Difficulty: Medium Source: NeetCode

Problem

Given an array of distinct integers nums and a target integer target, return the number of possible combinations that add up to target.

The test cases are generated so that the answer fits in a 32-bit integer. Note: the order of numbers in a combination matters — different orderings count as different combinations.

Example 1: Input: nums = [1,2,3], target = 4 Output: 7 (1+1+1+1, 1+1+2, 1+2+1, 1+3, 2+1+1, 2+2, 3+1)

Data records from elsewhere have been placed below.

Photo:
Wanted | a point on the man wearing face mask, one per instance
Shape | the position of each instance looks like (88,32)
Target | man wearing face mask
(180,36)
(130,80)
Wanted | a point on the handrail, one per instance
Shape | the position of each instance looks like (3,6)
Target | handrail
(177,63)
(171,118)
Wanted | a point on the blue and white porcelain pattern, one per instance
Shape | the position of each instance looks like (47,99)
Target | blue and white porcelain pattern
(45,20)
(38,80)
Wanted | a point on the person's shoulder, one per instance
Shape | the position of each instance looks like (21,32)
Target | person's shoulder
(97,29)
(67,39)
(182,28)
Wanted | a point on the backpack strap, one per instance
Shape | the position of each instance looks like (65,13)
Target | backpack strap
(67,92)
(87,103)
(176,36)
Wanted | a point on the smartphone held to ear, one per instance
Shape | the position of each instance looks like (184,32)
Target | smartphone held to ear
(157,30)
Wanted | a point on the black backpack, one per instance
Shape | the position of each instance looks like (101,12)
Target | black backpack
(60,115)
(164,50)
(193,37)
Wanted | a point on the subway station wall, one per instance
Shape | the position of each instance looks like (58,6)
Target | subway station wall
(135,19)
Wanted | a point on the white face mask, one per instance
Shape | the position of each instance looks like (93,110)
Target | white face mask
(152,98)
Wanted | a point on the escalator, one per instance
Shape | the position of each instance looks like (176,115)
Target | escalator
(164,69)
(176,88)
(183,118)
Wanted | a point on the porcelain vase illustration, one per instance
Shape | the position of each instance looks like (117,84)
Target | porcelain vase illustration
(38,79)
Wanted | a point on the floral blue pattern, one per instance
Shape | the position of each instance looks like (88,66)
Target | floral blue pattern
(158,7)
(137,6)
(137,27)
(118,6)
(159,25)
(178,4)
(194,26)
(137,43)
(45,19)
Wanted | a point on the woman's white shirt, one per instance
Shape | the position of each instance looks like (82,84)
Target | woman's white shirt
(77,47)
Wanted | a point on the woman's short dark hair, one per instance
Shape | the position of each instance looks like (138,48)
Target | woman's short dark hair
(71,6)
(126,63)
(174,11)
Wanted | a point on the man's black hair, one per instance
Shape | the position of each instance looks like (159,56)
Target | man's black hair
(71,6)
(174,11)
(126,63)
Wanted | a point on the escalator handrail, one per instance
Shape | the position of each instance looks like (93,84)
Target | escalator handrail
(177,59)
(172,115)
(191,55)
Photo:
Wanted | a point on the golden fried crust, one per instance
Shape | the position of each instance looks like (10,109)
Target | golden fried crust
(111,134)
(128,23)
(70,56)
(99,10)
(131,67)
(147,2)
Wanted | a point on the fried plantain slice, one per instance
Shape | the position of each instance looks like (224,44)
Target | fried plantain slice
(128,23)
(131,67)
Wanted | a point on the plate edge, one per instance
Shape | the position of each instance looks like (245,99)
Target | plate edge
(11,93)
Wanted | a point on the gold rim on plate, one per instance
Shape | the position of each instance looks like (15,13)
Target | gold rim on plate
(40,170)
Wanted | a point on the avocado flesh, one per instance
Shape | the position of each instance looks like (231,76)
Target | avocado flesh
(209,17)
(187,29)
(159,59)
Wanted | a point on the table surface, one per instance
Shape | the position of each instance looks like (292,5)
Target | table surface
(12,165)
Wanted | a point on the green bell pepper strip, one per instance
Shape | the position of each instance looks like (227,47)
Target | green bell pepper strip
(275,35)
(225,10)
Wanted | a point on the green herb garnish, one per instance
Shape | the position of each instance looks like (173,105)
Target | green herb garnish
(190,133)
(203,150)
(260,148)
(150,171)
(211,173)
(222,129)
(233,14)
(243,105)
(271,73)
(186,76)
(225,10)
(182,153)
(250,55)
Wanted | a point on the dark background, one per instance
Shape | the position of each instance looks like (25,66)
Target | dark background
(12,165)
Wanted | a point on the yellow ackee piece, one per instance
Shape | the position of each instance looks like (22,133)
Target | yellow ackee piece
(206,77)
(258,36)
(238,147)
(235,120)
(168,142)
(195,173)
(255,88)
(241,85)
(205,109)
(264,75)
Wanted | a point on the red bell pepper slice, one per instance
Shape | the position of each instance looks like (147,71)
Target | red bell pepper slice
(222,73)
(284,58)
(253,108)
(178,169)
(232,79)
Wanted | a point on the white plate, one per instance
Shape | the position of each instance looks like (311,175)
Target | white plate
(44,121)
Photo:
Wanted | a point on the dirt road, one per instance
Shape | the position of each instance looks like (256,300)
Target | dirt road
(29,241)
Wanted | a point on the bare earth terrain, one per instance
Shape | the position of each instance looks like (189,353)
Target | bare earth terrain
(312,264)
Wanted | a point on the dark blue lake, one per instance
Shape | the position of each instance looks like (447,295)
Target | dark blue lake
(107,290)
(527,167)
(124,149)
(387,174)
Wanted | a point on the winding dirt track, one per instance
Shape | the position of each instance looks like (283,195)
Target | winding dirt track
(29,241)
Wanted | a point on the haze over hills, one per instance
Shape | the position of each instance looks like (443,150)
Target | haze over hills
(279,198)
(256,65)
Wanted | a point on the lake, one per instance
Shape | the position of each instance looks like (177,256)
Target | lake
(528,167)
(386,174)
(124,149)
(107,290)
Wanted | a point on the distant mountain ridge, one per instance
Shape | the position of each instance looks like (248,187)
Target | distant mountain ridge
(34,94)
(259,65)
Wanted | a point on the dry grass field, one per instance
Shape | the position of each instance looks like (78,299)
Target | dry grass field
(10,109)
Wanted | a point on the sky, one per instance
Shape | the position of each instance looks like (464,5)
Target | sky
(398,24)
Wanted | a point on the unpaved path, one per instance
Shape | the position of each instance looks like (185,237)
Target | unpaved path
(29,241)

Example 2: Input: nums = [9], target = 3 Output: 0

Constraints:

  • 1 <= nums.length <= 200
  • 1 <= nums[i] <= 1000
  • All the integers in nums are unique
  • 1 <= target <= 1000

Prerequisites

Before attempting this problem, you should be comfortable with:

  • Unbounded Knapsack — using items unlimited times
  • Order Matters vs Order Doesn’t Matter — understanding when this gives permutations vs combinations
  • DP on a Target Sum — building up from smaller targets

1. Brute Force (Recursion with Memoization)

Intuition

At each step, try placing every number from nums. Sum these choices recursively. Since order matters (1+2 and 2+1 are different), we don’t need to track which numbers have been used — we always start from all numbers again. This is more like counting ordered arrangements (permutations), not combinations.

Algorithm

  1. dp(remaining) = number of ways to reach remaining using any numbers in nums.
  2. Base case: dp(0) = 1.
  3. Recursive case: sum of dp(remaining - num) for all num in nums where num <= remaining.

Solution

def combinationSum4_memo(nums, target):
    memo = {}

    def dp(remaining):
        if remaining == 0:
            return 1
        if remaining in memo:
            return memo[remaining]
        result = 0
        for num in nums:
            if num <= remaining:
                result += dp(remaining - num)
        memo[remaining] = result
        return result

    return dp(target)


print(combinationSum4_memo([1, 2, 3], 4))  # 7
print(combinationSum4_memo([9], 3))         # 0
print(combinationSum4_memo([1, 2, 3], 0))  # 1
print(combinationSum4_memo([3, 1, 2], 35)) # some large number

Complexity

  • Time: O(target * len(nums)) — each sub-target computed once
  • Space: O(target) — memo table

2. Dynamic Programming (Bottom-Up)

Intuition

dp[i] = number of ordered ways to sum to i. For each target amount i, try every number in nums. If num <= i, then dp[i] += dp[i - num].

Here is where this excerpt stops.